A corrected tentative solution can be found here: TENTATIVE SOLUTION.

[22/06/16] The end rapport from the reference group for the course:

Final rapport from reference group

[03/06/16] Todays exam problem and tentative solutions (hopefully without errors) are available here: english version of exam, bokmål version of exam, nynorsk version of exam and TENTATIVE SOLUTION.

[25/5/16] Friday 27 of May 13.30 in S1, we continue on solving exam problems. You are also able to come at the office hour Thursday to ask questions (and next week Tuesday and Thursday).

[23/5/16] The exam preparations lecture Monday 23 of May 13.30 is cancelled. Maybe Friday 27 of May 13.30 is a new time?

[20/5/16] We will continue the exam problems that we started on Thursday 19/5 on Monday 23 of May 13.30 G21. (I will probably arrange a time on Thursday 26 of May for some extra guidance)

[12/5/16] We meet at **S1** Thursday 19 of May 12.15-ca.14.00 (maybe longer). We will go through (some) these problems:

- Which degrees of freedom to use in the t-tests
- V2013 Problem 4 (Maybe Problem 5)
- H2014 Problem 3 2
- V2014 Problem 2 3
- V2012 Problem 1 and 2
- H2012 Problem 1 and 3

[05/05/16] Thursday 19 of May 12.15-ca.14.00 (maybe longer), I will go through some exam problems on the blackboard.
**If this is not a good date and time for you let me know!**

- Which problems will be given on this page early next week, so that you can have a look at them before hand if you wish.
- Place to meet will be announced on the wiki page.
- If you have anything else that you want to repeated, please let me an email beforehand.
- You can then afterwards sit down and solve exam problems
- If needed we can arrange an additional time where you can sit down and solve exam problems (with TA or lecturer attending)

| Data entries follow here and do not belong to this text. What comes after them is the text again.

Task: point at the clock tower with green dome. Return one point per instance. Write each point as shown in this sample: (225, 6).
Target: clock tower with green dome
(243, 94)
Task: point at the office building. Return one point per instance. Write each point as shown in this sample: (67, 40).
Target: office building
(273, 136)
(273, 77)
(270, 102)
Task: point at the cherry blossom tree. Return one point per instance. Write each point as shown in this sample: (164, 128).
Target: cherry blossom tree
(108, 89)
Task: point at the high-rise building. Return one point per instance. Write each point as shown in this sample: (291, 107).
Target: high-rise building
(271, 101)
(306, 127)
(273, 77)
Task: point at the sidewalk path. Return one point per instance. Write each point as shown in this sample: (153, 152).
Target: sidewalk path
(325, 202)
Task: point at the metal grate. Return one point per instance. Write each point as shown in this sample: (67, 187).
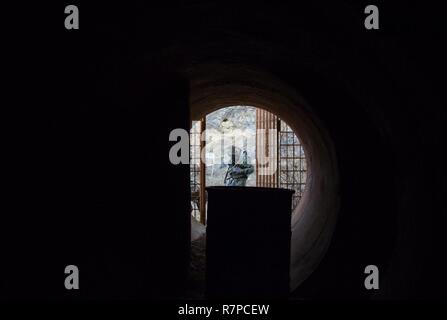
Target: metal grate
(195, 169)
(293, 165)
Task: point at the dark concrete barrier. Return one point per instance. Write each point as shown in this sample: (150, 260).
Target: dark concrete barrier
(248, 242)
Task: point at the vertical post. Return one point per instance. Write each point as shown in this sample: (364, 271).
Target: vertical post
(202, 172)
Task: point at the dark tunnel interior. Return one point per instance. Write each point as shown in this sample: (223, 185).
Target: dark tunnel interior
(92, 184)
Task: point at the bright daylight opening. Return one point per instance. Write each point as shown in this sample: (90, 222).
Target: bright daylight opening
(244, 146)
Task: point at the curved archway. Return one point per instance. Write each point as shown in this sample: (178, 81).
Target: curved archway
(216, 86)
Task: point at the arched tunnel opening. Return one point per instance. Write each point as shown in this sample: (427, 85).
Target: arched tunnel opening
(313, 220)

[04/05/16] The minutes from the meeting 3 with the reference group is available at:

Minutes from reference group meeting 03.05.16

[02/05/2016] **DOE project grades:**
The grading is finished, and the results are found at RESULTS

If you do not find your result you either must have entered the wrong candidate number, or I have not received your project - or I have made a mistake. Please contact me if think there is a mistake.
The maximum score on the DOE project is 20. I'm utterly impressed with the creativity, good writing and good quality of the DOE projects. I feel that you have learned a lot from working with the project.
**For those that have got IKKE BESTÅTT/NOT PASSED please send me an email/contact us as soon as possible if you would like to correct this before the exam or else you are not allowed to take the exam (at least 8 points to pass). **

[02/05/16] The third meeting with the reference group will be on Tuesday 3th of May at 14.00 (room 738 , 7. floor Sentral building II). If you want to join the reference group or the meeting just email the lecturer. If you have feedback on textbook, lectures, exercises, voting, services you would like, etc. contact the reference group or the lecturer https://wiki.math.ntnu.no/tma4255/2016v/start. Minutes (referat) from the meeting will be posted.

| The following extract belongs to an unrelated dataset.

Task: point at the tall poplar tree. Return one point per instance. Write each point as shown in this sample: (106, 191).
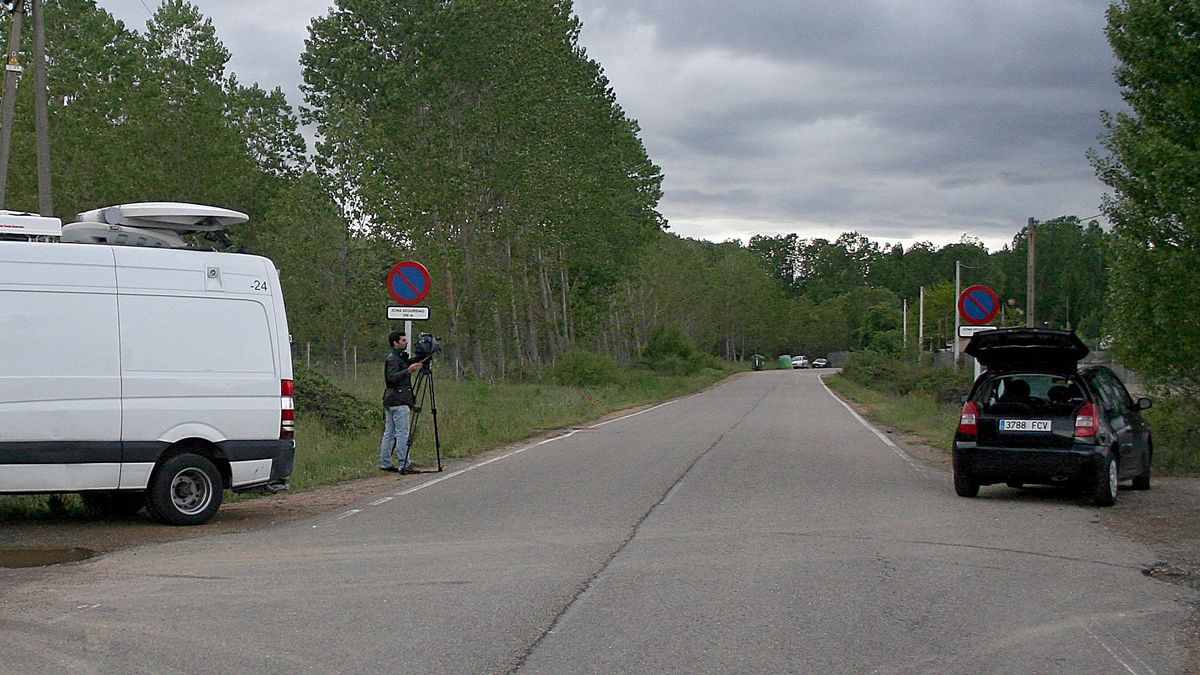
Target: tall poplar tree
(1153, 166)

[30/04/16] The minutes from the meeting 2 with the reference group is available at:

Minutes from reference group meeting 07.04.16

[08/04/16] If you planning to use your last year (2015) (approved) project to be used for this years exam, please let me know! This is for people that have taken the course before!

[07/04/16] Deadline for handing in the project is tomorrow! If you have problems handing it in by tomorrow, let me know!

[07/04/16] The datasets associated with the exercises in the textbook, Probability and statstics, are available for download at datasets (this address is found at page XV in the textbook)

[05/04/16] Due to sickness the lecture today is cancelled. Please read chapter 17.5 and 17.6 for Control charts for attributes and cusum control charts (Statistical process control)

[01/04/16] The second meeting with the reference group will be on Thursday 7th of April at 14.00 S1. If you want to join the reference group or the meeting just email the lecturer. If you have feedback on textbook, lectures, exercises, voting, services you would like, etc. contact the reference group or the lecturer https://wiki.math.ntnu.no/tma4255/2016v/start. Minutes (referat) from the meeting will be posted.

[01/03/16] Maria Helene Kalkvik is interested in finding a partner for the DOE project, if you don’t have a partner and are interested in having one, please contact her on mkalkvik [at] gmail [dot] com.

[25/02/16] The minutes from the meeting 1 with the reference group is available at:

Minutes from reference group meeting 18.02.16

If you have comments or observations that have not been made, please contact the reference group or lecturer.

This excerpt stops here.